= Hartmut Derendorf =

German-American pharmacist (1953–2020)

Hartmut Derendorf (August 6, 1953 – November 23, 2020) was a German-American pharmacist and clinical pharmacologist, a distinguished emeritus professor of pharmaceutics at University of Florida. A significant figure in his field, Derendorf published over 20 papers each with over 100 citations.

==Personal life and education==
He was born on August 6, 1953, in Dortmund, Germany. He obtained his B.S. in 1976 and his PhD from University of Münster in 1979.

Derendorf died unexpectedly on November 23, 2020, while enjoying retirement in the United States.

==Awards==

Derendorf served as president of ACCP (American College of Clinical Pharmacology) in 2006/08 and president of ISAP (International Society of Antiinfective Pharmacology) in 2004/06. He won the McKeen-Cattell Award for the best publication in J. Clin. Pharmacology (1994) and the Faculty Award of the University of Utrecht (2005). In 2003, he was awarded the Nathaniel T. Kwit Distinguished Service Award of ACCP and the Research Achievement Award in Clinical Science of the American Association of Pharmaceutical Sciences (AAPS). He was a Fellow of AAPS and ACCP as well as a former review panel member of the NASA Human Research Program. In 2010, he was awarded the Volwiler Award of the American Association of Colleges of Pharmacy (AACP) as well as the ACCP Distinguished Investigator Award, the highest research awards of both organizations. In 2013, he was awarded the First Leadership Award of the International Society of Pharmacometrics (ISOP). In 2015 he received the Merit Medal of the Westphalian Chamber of Pharmacy as well as the ACCP Mentorship Award.
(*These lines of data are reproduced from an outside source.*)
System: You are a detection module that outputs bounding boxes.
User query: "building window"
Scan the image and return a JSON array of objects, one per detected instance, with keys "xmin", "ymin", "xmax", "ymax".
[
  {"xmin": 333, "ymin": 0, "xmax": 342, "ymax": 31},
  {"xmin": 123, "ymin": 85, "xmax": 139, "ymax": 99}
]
In 2018 he received the American Society for Clinical Pharmacology and Therapeutics (ASCPT) Mentor Award. He also served as the 18th University of Florida Distinguished Alumni Professor. Furthermore, he was awarded numerous teaching awards such as the UF Teaching Improvement Award, HHMI Distinguished Mentorship Award, UF Research Foundation Professorship, CVS Pharmacy Endowed Professorship, International Educator of the Year Award and UF Doctoral Advisor/Mentoring Award (2009 and 2018).

==Publications==
Derendorf published over 470 scientific publications with an h-index (Scopus) of 56 and gave over 850 presentations at national or international meetings. He published ten textbooks in English and German. He was associate editor of The Journal of Clinical Pharmacology, International Journal of Clinical Pharmacology & Therapeutics, International Journal of Antimicrobial Agents and Die Pharmazie, and served on the editorial board of several other journals. His research interests included the pharmacokinetics and pharmacodynamics of corticosteroids, analgesics, antibiotics, as well as drug interactions.